- April Walloga
- The average price of a traditional Thanksgiving dinner is at a five-year low, according to a 2017 report from the American Farm Bureau Federation (ABF).
- For a group of 10, it will cost around $49.12 this year – or $4 per person.
- The low price is largely due to the declining cost of turkey.
For the average American family, the price tag of this year’s Thanksgiving dinner will be at its lowest since 2012.
According to a new report from the American Farm Bureau Federation, a table of turkey and all the fixings will cost approximately $49.12 for a group of 10 (including leftovers). That’s around $4 per person.
To get that total, the bureau enlisted 141 volunteer shoppers, who reported prices at grocery stores in 39 states and were asked to look for the best possible prices and not use coupons. The report defines a traditional Thanksgiving dinner as including a 16-pound turkey, a 14-ounce package of bread stuffing, a gallon of milk, a dozen rolls, two nine-inch pie shells, a 30-ounce can of pumpkin pie mix, a half-pint of whipping cream, a 3-pound bag of sweet potatoes, a 12-ounce bag of fresh cranberries, a 1-pound bag of green peas, a 1-pound veggie tray, coffee, and various ingredients to prepare the meal (e.g. butter, evaporated milk, onions, eggs, sugar, and flour).

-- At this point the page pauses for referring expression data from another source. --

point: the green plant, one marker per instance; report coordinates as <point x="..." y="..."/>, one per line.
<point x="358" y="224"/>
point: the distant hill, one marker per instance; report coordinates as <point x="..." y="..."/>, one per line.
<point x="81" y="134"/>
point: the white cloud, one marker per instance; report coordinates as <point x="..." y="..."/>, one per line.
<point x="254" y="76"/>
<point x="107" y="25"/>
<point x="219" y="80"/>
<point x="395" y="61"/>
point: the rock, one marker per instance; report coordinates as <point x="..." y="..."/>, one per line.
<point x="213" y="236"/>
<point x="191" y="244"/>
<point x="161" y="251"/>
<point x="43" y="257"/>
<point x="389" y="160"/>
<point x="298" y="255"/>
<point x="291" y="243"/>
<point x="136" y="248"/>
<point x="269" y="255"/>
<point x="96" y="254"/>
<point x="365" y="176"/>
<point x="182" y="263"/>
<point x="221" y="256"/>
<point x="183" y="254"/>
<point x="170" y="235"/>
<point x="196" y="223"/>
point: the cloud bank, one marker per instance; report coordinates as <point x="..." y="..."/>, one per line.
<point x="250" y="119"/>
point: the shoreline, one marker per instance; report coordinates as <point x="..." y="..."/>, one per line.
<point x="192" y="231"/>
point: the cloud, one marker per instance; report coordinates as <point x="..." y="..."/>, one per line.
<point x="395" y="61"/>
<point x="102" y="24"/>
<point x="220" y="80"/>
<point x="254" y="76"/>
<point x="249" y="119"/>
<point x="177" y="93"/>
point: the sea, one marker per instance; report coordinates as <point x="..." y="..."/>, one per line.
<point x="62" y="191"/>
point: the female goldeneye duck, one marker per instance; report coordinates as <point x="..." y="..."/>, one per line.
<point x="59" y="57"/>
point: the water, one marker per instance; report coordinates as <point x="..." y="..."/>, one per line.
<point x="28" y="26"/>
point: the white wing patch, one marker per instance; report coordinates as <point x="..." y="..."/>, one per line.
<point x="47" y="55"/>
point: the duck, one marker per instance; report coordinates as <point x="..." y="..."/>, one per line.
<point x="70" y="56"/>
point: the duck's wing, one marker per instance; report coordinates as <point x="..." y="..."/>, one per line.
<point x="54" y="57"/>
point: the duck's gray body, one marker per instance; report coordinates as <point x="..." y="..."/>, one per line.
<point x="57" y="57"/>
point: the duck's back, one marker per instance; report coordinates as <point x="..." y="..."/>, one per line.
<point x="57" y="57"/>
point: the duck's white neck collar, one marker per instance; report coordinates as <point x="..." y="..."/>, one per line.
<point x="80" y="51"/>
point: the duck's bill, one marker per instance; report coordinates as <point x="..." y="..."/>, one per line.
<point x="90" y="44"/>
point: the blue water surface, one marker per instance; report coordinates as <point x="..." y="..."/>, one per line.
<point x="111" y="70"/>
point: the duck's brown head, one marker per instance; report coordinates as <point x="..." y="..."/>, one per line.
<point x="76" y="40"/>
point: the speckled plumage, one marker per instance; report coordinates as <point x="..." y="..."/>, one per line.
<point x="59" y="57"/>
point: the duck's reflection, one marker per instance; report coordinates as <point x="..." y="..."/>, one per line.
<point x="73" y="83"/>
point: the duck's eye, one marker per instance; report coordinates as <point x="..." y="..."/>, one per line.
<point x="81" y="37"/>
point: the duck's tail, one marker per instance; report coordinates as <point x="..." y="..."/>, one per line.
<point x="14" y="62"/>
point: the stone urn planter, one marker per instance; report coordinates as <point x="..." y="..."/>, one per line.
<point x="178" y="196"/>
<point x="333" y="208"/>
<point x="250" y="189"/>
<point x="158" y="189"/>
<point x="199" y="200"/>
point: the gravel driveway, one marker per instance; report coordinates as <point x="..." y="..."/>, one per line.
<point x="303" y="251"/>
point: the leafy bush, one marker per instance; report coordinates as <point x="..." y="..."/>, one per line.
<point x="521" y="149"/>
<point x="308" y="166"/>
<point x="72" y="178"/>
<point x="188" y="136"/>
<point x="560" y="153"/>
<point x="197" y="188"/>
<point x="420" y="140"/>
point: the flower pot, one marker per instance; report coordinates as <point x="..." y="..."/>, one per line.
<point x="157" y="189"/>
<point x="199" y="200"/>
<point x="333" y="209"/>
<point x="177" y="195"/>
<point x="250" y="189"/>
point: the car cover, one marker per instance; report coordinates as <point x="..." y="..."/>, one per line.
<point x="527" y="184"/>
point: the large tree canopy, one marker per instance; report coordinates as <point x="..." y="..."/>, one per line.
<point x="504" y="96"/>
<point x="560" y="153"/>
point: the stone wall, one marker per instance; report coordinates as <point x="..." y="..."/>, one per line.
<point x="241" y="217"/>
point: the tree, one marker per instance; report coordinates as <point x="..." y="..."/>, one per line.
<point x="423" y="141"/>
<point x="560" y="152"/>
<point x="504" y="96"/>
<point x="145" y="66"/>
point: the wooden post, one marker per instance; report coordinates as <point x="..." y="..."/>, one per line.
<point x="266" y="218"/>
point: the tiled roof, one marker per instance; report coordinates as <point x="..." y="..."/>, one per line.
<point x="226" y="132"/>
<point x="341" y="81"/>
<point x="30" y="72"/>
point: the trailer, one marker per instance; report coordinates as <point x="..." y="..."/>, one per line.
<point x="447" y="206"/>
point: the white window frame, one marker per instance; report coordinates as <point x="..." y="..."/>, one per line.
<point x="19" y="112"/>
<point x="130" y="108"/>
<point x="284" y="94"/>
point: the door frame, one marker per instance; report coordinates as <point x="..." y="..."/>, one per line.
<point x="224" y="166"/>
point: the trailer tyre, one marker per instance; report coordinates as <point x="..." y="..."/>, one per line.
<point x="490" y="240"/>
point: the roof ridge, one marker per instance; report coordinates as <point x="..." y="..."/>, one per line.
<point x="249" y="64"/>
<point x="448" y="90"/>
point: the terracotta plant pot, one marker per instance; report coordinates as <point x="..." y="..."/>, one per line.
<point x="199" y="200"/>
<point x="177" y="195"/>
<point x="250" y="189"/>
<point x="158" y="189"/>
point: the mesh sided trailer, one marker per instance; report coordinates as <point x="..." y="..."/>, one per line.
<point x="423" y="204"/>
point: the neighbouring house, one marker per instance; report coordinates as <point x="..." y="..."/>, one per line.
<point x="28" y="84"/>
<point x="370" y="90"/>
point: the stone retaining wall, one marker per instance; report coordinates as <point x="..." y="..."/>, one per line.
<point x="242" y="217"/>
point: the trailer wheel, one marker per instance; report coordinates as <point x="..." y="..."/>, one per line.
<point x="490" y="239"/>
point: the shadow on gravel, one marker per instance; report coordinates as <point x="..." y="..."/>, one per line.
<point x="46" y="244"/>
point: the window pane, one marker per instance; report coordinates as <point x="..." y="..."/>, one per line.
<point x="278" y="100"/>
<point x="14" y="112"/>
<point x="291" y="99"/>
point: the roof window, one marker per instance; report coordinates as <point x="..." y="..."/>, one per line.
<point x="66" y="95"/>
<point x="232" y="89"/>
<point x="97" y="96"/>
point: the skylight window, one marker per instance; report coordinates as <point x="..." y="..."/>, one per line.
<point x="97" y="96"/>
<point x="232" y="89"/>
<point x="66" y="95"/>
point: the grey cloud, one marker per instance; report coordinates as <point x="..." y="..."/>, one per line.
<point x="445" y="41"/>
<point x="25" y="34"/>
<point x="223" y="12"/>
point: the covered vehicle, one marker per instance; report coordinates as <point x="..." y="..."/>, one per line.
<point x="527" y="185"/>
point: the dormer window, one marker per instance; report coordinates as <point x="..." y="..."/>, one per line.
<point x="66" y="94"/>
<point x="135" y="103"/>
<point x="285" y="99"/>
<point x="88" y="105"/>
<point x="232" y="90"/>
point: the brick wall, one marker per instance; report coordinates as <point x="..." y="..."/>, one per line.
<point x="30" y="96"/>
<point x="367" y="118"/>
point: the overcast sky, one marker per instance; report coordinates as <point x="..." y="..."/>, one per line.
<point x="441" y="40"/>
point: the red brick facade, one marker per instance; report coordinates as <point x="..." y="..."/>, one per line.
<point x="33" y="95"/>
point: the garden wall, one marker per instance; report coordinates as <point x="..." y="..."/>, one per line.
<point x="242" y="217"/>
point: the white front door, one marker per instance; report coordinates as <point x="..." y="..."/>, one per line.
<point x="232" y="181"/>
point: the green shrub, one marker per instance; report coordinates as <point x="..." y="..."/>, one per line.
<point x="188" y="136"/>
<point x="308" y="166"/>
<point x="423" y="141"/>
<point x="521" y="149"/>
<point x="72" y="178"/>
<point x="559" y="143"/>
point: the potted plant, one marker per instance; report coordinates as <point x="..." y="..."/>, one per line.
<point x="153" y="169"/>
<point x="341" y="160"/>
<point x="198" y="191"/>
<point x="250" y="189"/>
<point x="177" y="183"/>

Throughout the year, turkeys are slaughtered and then put in cold storage, with the number of birds peaking in September, according to the United States Department of Agriculture. On any given year, there are between 500 to 600 million pounds of turkey in cold storage before Thanksgiving, or nearly two pounds of turkey for every non-vegetarian in the US.
This year’s estimated Thanksgiving dinner price is a $0.75 decrease from 2016. The ABF attributes the declining cost to the falling cost of turkeys, which usually happens every year before Thanksgiving.
For example, in the average year, November’s price per pound for turkey falls 10% lower than the price in September. As The New York Times’ Catherine Rampbell notes, grocery stores know that consumers coming in to buy turkeys will likely buy other items too, like ingredients for Thanksgiving side dishes.
But compared to 2016, the prices of many side dish items are actually higher: pumpkin pie mix (a 2.6% increase), whipped cream (up 4%), cranberries (a 1.7% increase), and pre-packaged stuffing (a 5.2% rise). Even if supermarkets take a hit from low turkey prices, they can still make up for it in other ways.